Lúcio Flávio, o Passageiro da Agonia é Hector Babenco
por inteiro. Existem os bons cineastas, os corretos, os grandes cineastas, os
mestres, e os cineastas únicos. Babenco, daqui, é absolutamente único, sem
imitação possível e sem imitar ninguém, sem a danada da mentira do estilo, sem ânsias
de reconhecimento e de filiação, livre, aberto à danação ele mesmo,
incomparável, imprevisível, quer rode filmes falados em inglês ou americano no
brasil, quer faça um filme como Carandiru só com o interesse de homenagear quem
o salvou; sem desejos de prémios, de seleções oficiais, de qualquer tipo de
louvor – escancarando a sua morte, as suas tripas e o que o corrói; a sua alma inquebrantável,
a sua violência e doçura.
Lúcio Flávio é
obviamente um filme víscero, suado, desnudado, em primeira mão, no grau
mais fervente e primevo, um pouco como o Abel Ferrara de Bad Lieutenant.

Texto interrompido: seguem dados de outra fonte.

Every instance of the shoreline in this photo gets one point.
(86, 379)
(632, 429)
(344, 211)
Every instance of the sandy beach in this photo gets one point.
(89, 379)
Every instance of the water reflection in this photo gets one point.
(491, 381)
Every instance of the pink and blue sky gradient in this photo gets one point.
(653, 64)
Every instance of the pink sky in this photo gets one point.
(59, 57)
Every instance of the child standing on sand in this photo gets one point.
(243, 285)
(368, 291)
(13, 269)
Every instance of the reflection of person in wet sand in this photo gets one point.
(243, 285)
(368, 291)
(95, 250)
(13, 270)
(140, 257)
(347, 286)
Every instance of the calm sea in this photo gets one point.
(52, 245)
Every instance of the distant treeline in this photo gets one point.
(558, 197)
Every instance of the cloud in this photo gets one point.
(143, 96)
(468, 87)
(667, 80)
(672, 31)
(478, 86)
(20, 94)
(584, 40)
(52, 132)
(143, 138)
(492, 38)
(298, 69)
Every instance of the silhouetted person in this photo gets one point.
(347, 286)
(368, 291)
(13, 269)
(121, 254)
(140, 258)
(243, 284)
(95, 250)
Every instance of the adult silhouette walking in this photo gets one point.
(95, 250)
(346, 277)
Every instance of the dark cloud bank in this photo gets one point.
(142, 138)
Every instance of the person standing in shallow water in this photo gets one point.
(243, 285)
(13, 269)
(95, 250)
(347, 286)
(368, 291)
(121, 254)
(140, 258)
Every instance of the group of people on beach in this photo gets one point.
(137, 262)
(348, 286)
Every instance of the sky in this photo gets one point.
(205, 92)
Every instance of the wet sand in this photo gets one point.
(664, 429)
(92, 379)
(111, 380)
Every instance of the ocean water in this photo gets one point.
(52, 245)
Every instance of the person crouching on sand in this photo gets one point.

Os corpos mexem-se destapados, pulsantes, inchados, inspirando e expirando em
direto, em combustão furiosa como o motor de um bólide acossado ou fanado, sem
a pressão do “ação” e do “corta” do realizador em comando. A intriga é direta,
também ela bruta, embora com belas e subtis progressões e efeitos: a elipse do tempo
que passa na prisão escancarada tenuemente na barba de Lúcio, o bebé revelado
num êxtase calado e a possibilidade de um mundo novo e do milagre… a confusão
entre oficiais e ladrões, essa impossibilidade da destrinça… o final com o
sonho onde tudo é sonho ou pesadelo de uma realidade assumida sem amarras?